Scorie - Parli di Europa e lasci stare i numeri
Ci sono letture che non forniscono mai uno spunto non dico originale, ma per lo meno non banale. Tra i primi posti in questa classifica io metto gli editoriali domenicali di Sergio Fabbrini sul Sole 24 Ore. Il quale solitamente porta la visione maistream sulle faccende europee e sul ruolo dell'Italia in Europa, ma domenica scorsa ha deciso di dedicarsi alle imminenti elezioni presidenziali statunitensi, ovviamente pendendo dalla parte di Joe Biden. O, per meglio dire, schierandosi contro Donald Trump.
Secondo Fabbrini la polarizzazione della società americana, che Trump avrebbe incrementato durante il suo mandato presidenziale, è dovuta anche a un aumento della diseguaglianza. Che ha un colpevole dai capelli arancioni.
"La defiscalizzazione introdotta da Trump ha a sua volta accentuato la diseguaglianza sociale (secondo l'indice GINI, l'ineguaglianza nel reddito delle famiglie è salita da 0,43 nel 1990 a 0,48 nel 2019), nonostante la crescita dell'occupazione da essa favorita prima della pandemia. Quest'ultima ha reso ancora più radicali le diseguaglianze nella società americana. Si consideri che più di un quarto dei deceduti per il Coronavirus-19 erano afroamericani, oppure che sono stati ospedalizzati 5 afroamericani per ogni bianco (pur rappresentando, gli afroamericani, il 13,7 per cento della popolazione totale). La de-fiscalizzazione, riducendo le risorse disponibili per i servizi pubblici, ha dunque esposto alla pandemia i ceti medio-bassi e le minoranze. Se si considera che più di 20 milioni di americani continuano ad essere senza copertura sanitaria, si può capire perché la pandemia è stata come benzina gettata sul fuoco."

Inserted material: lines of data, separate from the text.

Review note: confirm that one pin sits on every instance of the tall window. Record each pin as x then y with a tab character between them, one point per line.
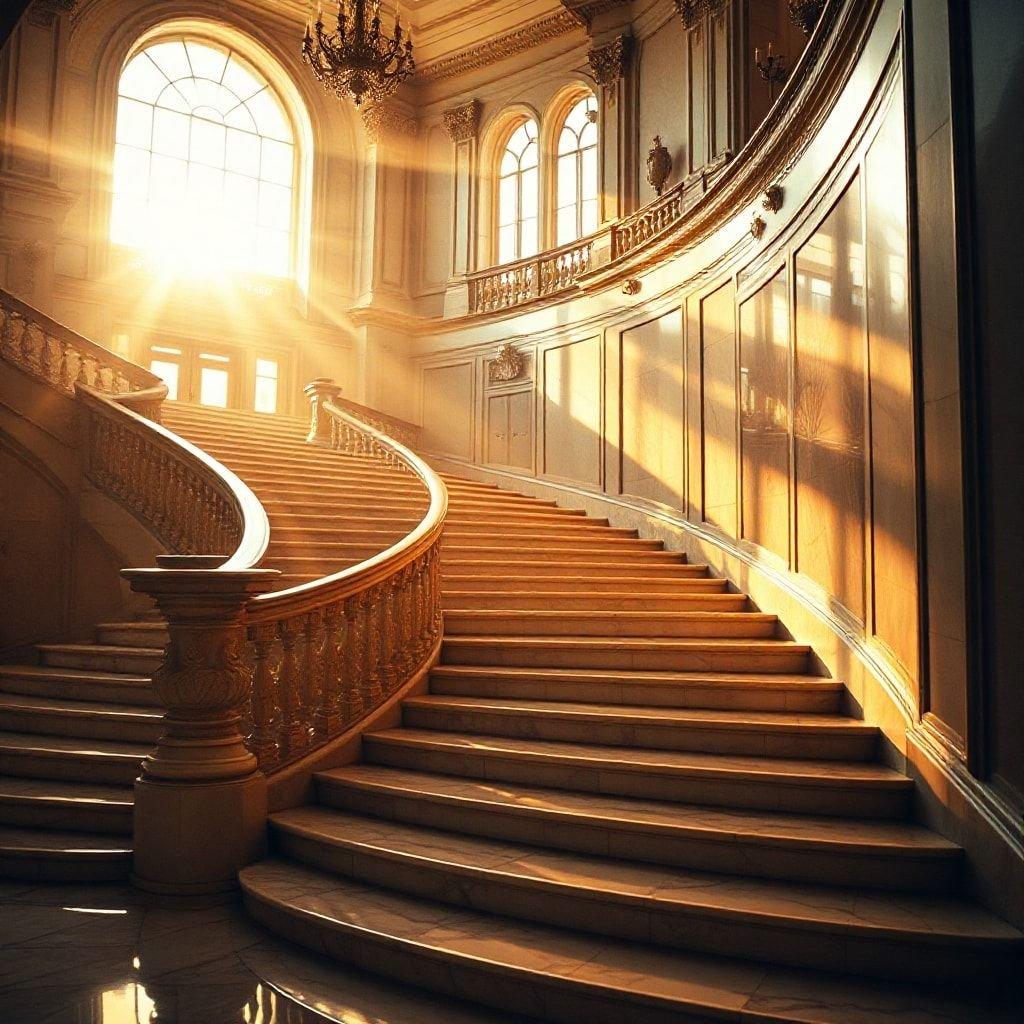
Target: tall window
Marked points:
576	212
518	195
204	165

Premesso che utilizzare solo l'indice di Gini per analizzare una società è riduttivo, se uno non conoscesse la storia degli Stati Uniti, leggendo quanto scrive Fabbrini potrebbe farsi l'idea che Trump sia al potere dal 1990, battendo alcuni satrapi da ex repubbliche sovietiche come il kazako Nursultan Nazarbaev, in carica dal 1990 a 2019 (il quale, però, lasciando la presidenza ha ottenuto che la capitale Astana prendesse il suo nome) o il bielorusso Aljaksandar Lukaschenko, in carica dal 1994 e recentemente rieletto per la sesta volta, ancorché scatenando proteste e accuse di brogli.
Come è noto, Trump è al suo primo mandato, ed è entrato alla Casa Bianca a gennaio 2017, quando l'indice di Gini era già a 0,48. Interessante, poi, notare come lo stesso indice, riferito alla sola popolazione nera, abbia raggiunto il massimo (ossia il massimo della disuguaglianza) nel gennaio 2016, quando stava iniziando l'ultimo anno della presidenza Obama, che ha governato per due mandati.
Sarà forse una coincidenza, ma da quando gli Stati Uniti hanno abbandonato l'ultimo legame tra il dollaro e l'oro (agosto 1971), l'indice di Gini è salito costantemente. Nel 1970 era attorno a 0,39. E sarà una coincidenza anche il fatto che dalla seconda metà degli anni Novanta l'incremento sia più accentuato.
Probabilmente, oltre che alla politica fiscale, occorre guardare anche a cosa è stato fatto a livello di politica monetaria e agli effetti della stessa. Ma in tal caso si farebbe fatica a dare tutta la colpa dei mali americani al (seppur criticabile, ma per altri motivi) presidente dai capelli arancioni.